Explainer: How AI is learning all the wrong lessons from social media data
LLMs such as ChatGPT, Claude, and Perplexity are driving AI adoption rates in both consumer and business segments. Around 78% of global companies currently use AI, with the global AI market expected to reach $1.85 trillion by 2030.
Experts say this could be the most important study on AI this year.
A new study has found that large language models, the backbone of artificial intelligence (AI), fed on a diet of meme threads & clickbait content suffer irreversible “brain rot” leading to cognitive decline. Careful data curation is therefore critical to protect the integrity of AI systems, explains Banasree Purkayastha
What has the study found?
A study by scientists at the University of Texas at Austin, Texas A&M University, and Purdue University has found that LLMs exposed to viral social media data begin to suffer measurable cognitive decay. Repeated training on trivial, engagement-driven, or low-quality information web content can weaken their reasoning, memory, and ethical reliability, thus making AI actually less intelligent. In other words, garbage in, garbage out.
The scientists call it “LLM brain rot”, inspired by the concept of Brain Rot, defined as the effect on human cognition that comes from consuming large volumes of trivial and unchallenging online content. The term “Brain Rot” itself was Oxford’s 2024 Word of the Year. While LLMs obviously do not have “grey matter” or “neurons” in the same sense as humans, they do have parameters and attention mechanisms that might analogously be “overfitted” or “distracted” by certain data patterns, it said. And the impact is similar. AI systems continue thinking, but less and less coherently, thus threatening LLM safety.
How they tested on junk data?
The scientists built two versions of information sets from Twitter/X data: one filled with short, high-engagement viral posts, the other with longer, factual or educational text. Engagement-based junk data was based on two factors: Popularity – the total number of likes, retweets, replies, and quotes; and length – the number of tokens in a tweet. For longer text junk data, superficial topics (like conspiracy theories, exaggerated claims, unsupported assertions or superficial lifestyle content), and attention-drawing style (such as sensationalised headlines using clickbait language or excessive trigger words such as hashtag, wow or look, that are capitalised to gain more attention, but do not encourage in-depth thinking) were chosen. Then they trained several open LLMs, including LLaMA and Qwen, on these datasets. And watched their cognitive ability rapidly collapse.
Reasoning fell by 23% while long-context memory dropped 30%. According to the authors, the failure pattern wasn’t random. As training exposure to viral content increased, the tendency to skip intermediate reasoning steps, a phenomenon they call thought skipping, also rose, a mechanistic kind of attention deficit built into the model’s weights. The LLMs produced shorter, less structured answers and made more factual and logical errors. What is more worrying is that personality tests showed spikes in narcissism and psychopathy, raising questions about safety and reliability of LLMs. The damage was also largely irreversible — after the degraded models were retrained on clean data, reasoning performance improved somewhat but never returned to baseline. According to the researchers, this is due to representational drift, a structural deformation of the model’s internal space that standard fine-tuning can’t reverse.
Why the findings matter
Experts say this could be the most important study on AI this year. The results from the study call for a re-examination of current data collection from the Internet and continual pre-training practices. If data is the new oil, clean data is the new clean fuel. As LLMs scale and ingest ever-larger volumes of web data, careful curation and quality control will be essential to prevent cumulative harms. However, it’s not just about data quality – it’s about protecting AI’s cognitive health and ensuring the integrity of LLMs. Given the biases and errors made by the LLMs fed on junk data, the study has recommended regular “cognitive health checks” for AI systems. “Limited by the scope of the paper, we leave it as an open question how popular tweets or other junk data change the learning mechanism, resulting in cognitive declines. Answering the question is essential for building stronger defence methods in the future,” said the authors of the study.
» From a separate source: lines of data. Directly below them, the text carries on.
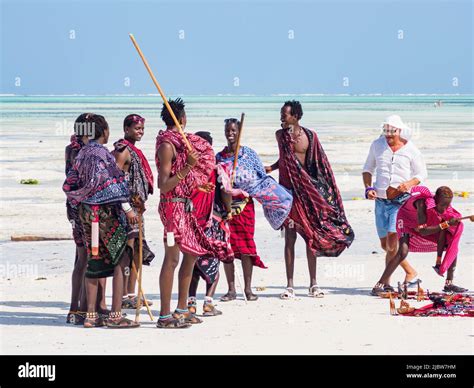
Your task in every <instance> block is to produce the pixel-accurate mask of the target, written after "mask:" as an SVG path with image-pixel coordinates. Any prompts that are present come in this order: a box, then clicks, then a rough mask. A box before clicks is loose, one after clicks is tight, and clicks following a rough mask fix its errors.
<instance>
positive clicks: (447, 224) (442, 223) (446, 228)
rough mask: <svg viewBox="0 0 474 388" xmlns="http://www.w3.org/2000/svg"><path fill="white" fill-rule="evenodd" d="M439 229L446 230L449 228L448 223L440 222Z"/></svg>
mask: <svg viewBox="0 0 474 388" xmlns="http://www.w3.org/2000/svg"><path fill="white" fill-rule="evenodd" d="M439 227H440V228H441V230H444V229H448V228H449V223H448V221H444V222H442V223H441V224H439Z"/></svg>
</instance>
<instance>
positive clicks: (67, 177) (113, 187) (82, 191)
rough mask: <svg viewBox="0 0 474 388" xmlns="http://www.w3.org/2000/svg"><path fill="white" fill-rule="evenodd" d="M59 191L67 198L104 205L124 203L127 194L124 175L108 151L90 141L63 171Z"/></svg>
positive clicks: (80, 150)
mask: <svg viewBox="0 0 474 388" xmlns="http://www.w3.org/2000/svg"><path fill="white" fill-rule="evenodd" d="M63 191H64V192H65V193H66V196H67V199H68V201H70V202H71V204H72V205H74V206H76V205H78V204H79V203H86V204H89V205H104V204H109V203H114V202H128V201H129V198H130V193H129V190H128V185H127V182H126V180H125V175H124V173H123V171H122V170H120V169H119V167H118V166H117V164H116V162H115V158H114V157H113V155H112V154H111V153H110V152H109V150H108V149H107V148H106V147H104V146H103V145H101V144H99V143H97V142H96V141H94V140H91V141H89V143H88V144H87V145H86V146H84V147H83V148H82V149H81V150H80V151H79V154H78V155H77V157H76V160H75V162H74V166H73V167H72V169H70V171H69V172H68V174H67V177H66V181H65V182H64V184H63Z"/></svg>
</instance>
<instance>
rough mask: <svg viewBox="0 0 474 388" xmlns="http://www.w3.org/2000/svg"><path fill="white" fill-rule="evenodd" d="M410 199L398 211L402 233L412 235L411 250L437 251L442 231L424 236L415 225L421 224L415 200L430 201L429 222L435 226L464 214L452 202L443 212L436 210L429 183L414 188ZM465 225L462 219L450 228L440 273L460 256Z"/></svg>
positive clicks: (397, 231)
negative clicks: (458, 252)
mask: <svg viewBox="0 0 474 388" xmlns="http://www.w3.org/2000/svg"><path fill="white" fill-rule="evenodd" d="M410 194H411V197H410V199H409V200H408V201H407V202H405V203H404V204H403V206H402V207H401V208H400V210H399V211H398V213H397V233H398V237H401V236H402V235H403V234H408V235H409V236H410V242H409V250H410V252H436V251H437V247H438V239H439V233H435V234H430V235H428V236H422V235H421V234H420V233H418V232H417V231H416V230H415V228H417V227H418V211H417V209H416V207H415V202H416V201H418V200H423V201H425V203H426V225H427V226H435V225H439V224H440V223H441V222H444V221H448V220H450V219H451V218H460V217H462V216H461V213H459V212H458V211H457V210H456V209H454V208H453V207H452V206H449V207H448V208H447V209H446V211H445V212H444V213H443V214H439V213H438V212H437V211H436V203H435V200H434V195H433V194H432V193H431V191H430V190H429V189H428V188H427V187H425V186H416V187H413V188H412V190H411V193H410ZM463 230H464V225H463V224H462V222H461V223H459V224H458V225H456V226H450V227H449V228H448V229H446V232H447V233H446V245H447V248H446V253H445V255H444V258H443V261H442V263H441V266H440V268H439V273H440V274H444V273H445V272H446V271H447V270H448V269H449V267H450V266H451V264H452V263H453V262H454V260H456V257H457V255H458V252H459V240H460V239H461V235H462V232H463Z"/></svg>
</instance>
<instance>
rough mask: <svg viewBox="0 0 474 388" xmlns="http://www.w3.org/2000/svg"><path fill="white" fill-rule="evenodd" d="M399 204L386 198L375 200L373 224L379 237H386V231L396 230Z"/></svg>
mask: <svg viewBox="0 0 474 388" xmlns="http://www.w3.org/2000/svg"><path fill="white" fill-rule="evenodd" d="M401 206H402V205H401V204H399V203H394V202H392V201H390V200H388V199H381V198H377V199H376V200H375V226H376V227H377V234H378V235H379V238H383V237H387V234H388V233H396V232H397V213H398V209H400V207H401Z"/></svg>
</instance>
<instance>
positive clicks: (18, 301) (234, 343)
mask: <svg viewBox="0 0 474 388" xmlns="http://www.w3.org/2000/svg"><path fill="white" fill-rule="evenodd" d="M193 108H196V109H197V108H198V107H197V105H192V106H191V109H190V112H192V109H193ZM58 109H59V108H58ZM243 109H244V108H242V106H237V107H233V110H234V111H236V112H240V111H241V110H243ZM63 112H64V111H63ZM447 112H448V113H447V115H448V116H450V117H454V116H456V114H457V113H456V111H452V112H449V110H447ZM98 113H99V112H98ZM68 114H69V115H70V117H69V118H68V121H69V122H70V123H72V120H74V118H75V116H74V114H71V113H68ZM114 114H115V113H114ZM384 114H385V112H377V114H375V113H374V112H371V113H370V115H371V117H373V118H374V119H373V120H374V121H372V122H375V123H377V121H375V117H378V118H379V119H378V120H379V121H380V120H381V119H382V118H383V117H384ZM466 114H468V112H467V113H466V112H465V113H464V116H459V115H458V116H459V121H462V120H464V122H466V120H467V122H468V124H467V125H464V126H461V125H459V128H458V130H457V132H456V131H455V132H454V133H456V136H452V135H451V142H452V143H451V146H452V147H453V148H452V149H454V150H455V151H454V152H453V153H451V154H449V155H448V154H447V153H446V152H444V151H443V152H441V151H442V150H441V151H440V148H439V147H438V149H437V148H436V145H435V144H433V143H431V142H428V141H427V140H426V139H427V138H428V139H430V138H431V137H435V135H434V134H433V133H430V132H429V131H426V132H422V133H421V134H420V136H419V137H418V139H417V140H416V142H417V144H419V145H420V147H419V148H420V149H421V151H422V152H423V153H424V155H425V159H426V161H427V165H428V170H429V173H430V177H429V179H428V181H427V182H425V184H426V185H427V186H429V187H430V188H431V189H432V190H434V189H436V187H438V186H440V185H448V186H450V187H451V188H452V189H453V190H455V191H465V192H468V193H470V196H469V197H467V198H460V197H455V199H454V203H453V206H454V207H455V208H456V209H457V210H459V211H460V212H461V213H462V214H463V215H469V214H473V213H474V202H473V199H472V198H473V197H472V195H473V192H474V187H473V181H472V171H471V170H470V169H471V167H472V157H473V156H472V128H470V130H471V132H469V125H470V124H469V119H468V118H467V119H466ZM120 115H121V114H120ZM120 115H119V114H118V113H117V114H116V116H114V115H112V117H111V122H112V124H113V130H112V134H111V143H112V142H113V141H114V140H115V139H116V138H118V136H120V134H121V132H120V128H119V118H118V117H119V116H120ZM65 116H66V113H62V114H61V115H60V116H56V117H49V118H48V120H49V121H48V120H42V121H41V123H39V122H38V123H37V124H35V122H34V120H33V119H31V118H28V119H22V118H18V119H17V120H16V121H14V119H13V118H9V117H6V118H3V119H2V130H3V133H4V134H5V136H4V138H3V139H2V140H1V143H0V146H1V159H2V171H1V176H0V179H1V182H2V185H1V192H0V194H1V203H0V223H1V224H0V225H1V229H0V257H1V262H0V294H1V295H0V299H1V301H0V353H1V354H22V355H27V354H387V355H388V354H440V355H441V354H473V350H474V342H473V339H474V330H473V325H472V320H470V319H467V318H412V317H401V316H398V317H393V316H391V315H390V314H389V303H388V301H387V300H384V299H380V298H374V297H371V296H369V291H370V289H371V288H372V286H373V285H374V283H375V282H376V280H377V279H378V277H379V276H380V274H381V272H382V270H383V267H384V254H383V253H382V249H381V248H380V247H379V246H378V238H377V235H376V231H375V224H374V215H373V205H374V204H373V203H372V202H370V201H366V200H362V199H361V197H362V195H363V193H362V189H361V188H362V183H361V177H360V169H361V167H362V163H363V160H364V158H365V156H366V152H367V149H368V146H369V144H370V139H372V140H373V139H374V133H375V132H374V129H371V128H367V127H368V126H369V124H367V122H369V123H370V121H368V120H367V118H365V119H364V120H363V119H362V118H360V117H359V118H358V119H357V120H356V122H357V124H354V125H352V126H351V125H349V124H350V123H349V122H348V123H347V126H346V127H343V128H342V129H339V130H338V131H337V132H334V133H332V132H331V131H332V130H331V128H329V127H328V126H327V125H326V123H328V122H329V121H330V120H329V116H324V115H322V117H323V123H322V128H323V129H322V132H321V135H320V139H321V142H322V144H323V146H324V147H325V149H326V151H327V153H328V157H329V159H330V161H331V163H332V165H333V168H334V171H335V174H336V179H337V182H338V185H339V187H340V190H341V193H342V196H343V199H344V204H345V209H346V213H347V217H348V219H349V222H350V223H351V224H352V226H353V228H354V230H355V234H356V239H355V241H354V243H353V245H352V246H351V248H350V249H348V250H347V251H345V252H344V253H343V254H342V255H341V256H340V257H339V258H320V259H319V260H318V283H319V285H320V286H321V287H322V289H323V291H324V292H325V293H326V295H325V297H324V298H323V299H312V298H309V297H308V296H306V295H307V291H308V289H307V287H308V283H309V280H308V270H307V263H306V257H305V250H304V243H303V240H302V239H301V238H299V239H298V241H297V247H296V256H297V261H296V269H295V282H296V285H297V289H296V292H297V298H296V299H295V300H290V301H282V300H280V299H279V298H278V296H279V294H280V293H281V292H282V291H283V289H284V286H285V285H286V283H285V282H286V279H285V266H284V260H283V239H282V238H281V236H280V232H276V231H274V230H272V229H271V227H270V226H269V225H268V223H267V222H266V220H265V218H264V216H263V212H262V210H261V207H260V206H257V226H256V233H255V240H256V243H257V248H258V251H259V254H260V256H261V257H262V259H263V260H264V262H265V263H266V264H267V265H268V267H269V268H268V269H265V270H262V269H258V268H256V269H255V270H254V277H253V278H254V280H253V286H254V288H257V287H258V288H259V289H261V291H257V290H256V291H255V292H256V294H257V295H258V296H259V300H258V301H256V302H249V303H245V301H244V300H243V299H242V295H239V298H238V300H237V301H234V302H229V303H219V304H218V308H219V309H221V310H222V311H223V315H222V316H220V317H210V318H204V323H203V324H201V325H195V326H193V327H191V328H190V329H187V330H175V331H173V330H158V329H156V327H155V324H154V323H152V322H150V319H149V318H148V316H147V314H146V312H145V310H143V311H142V312H141V319H140V320H141V323H142V326H141V328H139V329H136V330H127V331H113V330H108V329H94V330H84V329H82V327H80V326H71V325H67V324H66V323H65V319H66V314H67V312H68V309H69V302H70V300H69V298H70V276H71V271H72V267H73V262H74V243H73V241H72V240H65V241H44V242H12V241H10V237H11V235H13V234H46V235H64V236H69V235H70V233H71V231H70V225H69V223H68V221H67V219H66V214H65V210H66V209H65V204H64V201H65V197H64V194H63V193H62V191H61V184H62V181H63V179H64V165H63V163H64V162H63V155H64V146H65V145H66V143H67V139H68V135H67V133H60V132H54V131H53V132H52V131H51V129H54V128H55V130H57V129H58V127H57V125H56V124H57V123H62V120H63V118H64V117H65ZM106 116H107V115H106ZM190 116H191V117H192V114H190ZM197 116H198V118H197V119H196V121H197V122H199V123H200V124H199V127H200V128H201V129H202V128H208V127H210V128H216V129H215V130H213V131H215V132H213V133H216V139H217V145H216V147H215V149H216V150H219V149H220V148H219V147H220V146H222V143H223V134H222V133H221V130H220V127H221V121H222V120H221V119H222V118H221V117H219V124H217V118H216V119H214V118H213V119H212V120H210V119H209V120H208V119H205V118H204V117H205V115H197ZM308 116H310V118H311V119H312V120H314V121H313V122H314V123H317V121H316V119H315V118H314V117H313V116H311V115H309V114H308ZM122 117H123V116H122ZM223 117H224V116H223ZM354 117H355V116H354ZM411 117H416V112H415V113H413V112H412V116H411ZM423 117H425V116H423ZM408 119H409V118H408ZM22 120H23V121H22ZM433 120H434V119H433ZM453 120H454V119H453ZM189 121H190V122H192V118H191V119H190V120H189ZM196 121H195V122H196ZM248 122H249V124H248V132H247V133H246V137H245V138H244V140H245V142H246V145H249V146H251V147H253V148H255V149H256V150H257V151H259V152H260V153H261V155H262V159H263V160H264V163H269V162H272V161H274V160H275V159H274V158H275V156H276V152H277V146H276V143H275V142H274V138H273V132H274V131H272V130H271V128H272V124H271V123H270V122H269V121H268V120H267V121H266V122H265V123H263V124H262V123H252V120H251V116H250V118H248ZM362 122H365V123H366V124H364V125H365V126H366V127H364V125H363V124H362ZM12 123H13V124H14V126H13V127H12ZM307 123H308V125H309V124H310V120H309V119H308V120H307ZM311 123H312V122H311ZM445 123H446V124H443V125H444V127H441V128H440V131H441V132H440V133H443V136H445V137H446V138H449V134H446V133H444V132H443V131H444V130H445V129H446V127H449V126H450V125H451V124H450V122H449V119H447V121H446V122H445ZM325 125H326V126H325ZM341 125H342V124H341ZM374 126H375V125H374ZM259 127H264V128H267V129H268V135H265V136H263V135H262V132H258V133H259V134H260V135H259V136H262V137H261V138H259V137H258V136H257V140H255V139H254V138H253V137H252V136H251V133H252V131H257V129H258V128H259ZM315 127H316V129H317V128H318V127H319V126H318V125H315ZM424 127H425V126H423V128H424ZM426 127H430V128H431V126H430V125H426ZM20 128H22V129H23V130H22V131H19V129H20ZM147 128H149V130H148V132H147V134H146V135H145V136H146V140H145V141H144V142H143V147H142V148H143V149H144V151H145V153H146V155H147V157H148V158H149V160H150V162H151V164H152V166H153V170H154V171H155V173H156V169H155V167H154V163H153V162H152V160H153V147H154V138H155V136H156V128H159V121H158V119H157V118H156V116H155V117H152V119H151V120H150V123H149V126H148V127H147ZM59 129H61V128H59ZM193 129H195V130H197V129H198V128H194V127H193ZM357 133H359V134H360V136H357V137H356V138H355V140H354V141H348V140H347V139H348V138H350V136H349V137H347V134H357ZM351 136H352V135H351ZM111 143H109V147H110V146H111ZM453 143H456V144H455V145H453ZM449 144H450V143H448V144H447V145H446V144H443V147H449ZM469 166H471V167H469ZM433 171H435V172H433ZM273 176H275V177H276V178H277V174H276V173H273ZM26 178H37V179H39V180H40V184H39V185H31V186H26V185H20V184H19V180H20V179H26ZM158 200H159V197H158V195H156V194H155V195H154V196H152V197H151V199H150V200H149V203H148V204H147V209H148V210H147V212H146V213H145V219H146V224H147V240H148V242H149V245H150V247H151V249H152V250H153V251H154V252H155V253H156V256H157V257H156V259H155V260H154V262H153V263H152V265H151V267H145V268H144V283H143V288H144V291H145V293H146V295H147V297H148V298H149V299H151V300H152V301H153V302H154V305H153V307H152V310H153V314H154V315H155V318H156V317H157V316H158V309H159V284H158V276H159V271H160V266H161V262H162V256H163V242H162V233H163V229H162V225H161V222H160V220H159V216H158V213H157V210H156V209H157V205H158ZM473 257H474V224H471V223H469V224H467V223H466V228H465V232H464V235H463V238H462V240H461V244H460V256H459V260H458V266H457V270H456V274H455V284H458V285H461V286H463V287H466V288H469V289H472V288H473V287H474V284H473V274H474V272H473V270H474V268H473V260H472V259H473ZM408 259H409V261H410V262H411V263H412V264H413V266H414V267H415V268H416V269H417V271H418V273H419V277H420V278H421V279H422V280H423V283H422V286H423V288H424V289H425V290H426V289H429V290H430V291H440V290H441V289H442V287H443V284H444V280H443V279H442V278H440V277H439V276H438V275H436V274H435V272H434V271H433V270H432V268H431V266H432V265H433V264H434V259H435V254H434V253H433V254H411V255H410V256H409V258H408ZM237 268H238V270H239V271H241V268H240V264H239V265H238V266H237ZM401 280H403V273H402V271H401V270H400V269H398V270H397V272H396V273H395V274H394V276H393V278H392V284H396V282H397V281H401ZM226 291H227V289H226V281H225V279H224V276H223V271H222V278H221V281H220V284H219V286H218V289H217V298H218V297H219V296H220V295H222V294H224V293H225V292H226ZM174 292H175V293H174V294H173V300H174V301H173V305H175V303H176V298H177V283H176V282H175V285H174ZM203 292H204V284H203V283H202V282H201V284H200V288H199V291H198V296H199V299H200V300H199V304H198V312H200V309H201V307H202V298H203ZM110 297H111V281H109V282H108V289H107V299H108V303H109V304H110V301H111V300H110ZM410 303H411V302H410ZM412 304H413V305H414V306H422V305H424V304H427V302H420V303H418V302H413V303H412ZM130 313H131V314H133V311H130Z"/></svg>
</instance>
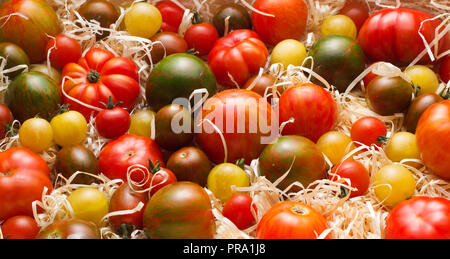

LLMs such as ChatGPT, Claude, and Perplexity are driving AI adoption rates in both consumer and business segments. Around 78% of global companies currently use AI, with the global AI market expected to reach $1.85 trillion by 2030. India has the highest rate of AI adoption (around 59% of companies). While customer service uses AI the most, cybersecurity and fraud detection, customer relationship management, content creation, digital assistants, supply chain operations and many others all ride on AI. As AI increasingly becomes a mainstream business technology, it becomes all the more crucial for business leaders to remain “cognitively sharp” in the AI age. Companies can’t really afford to treat AI as a colleague or co-pilot as it can create a giant echo chamber. Thus, keeping an eye on the datasets on which the LLM has been trained is crucial. Every assertion it makes must be verified through other channels before it can be trusted for high-stakes decision-making.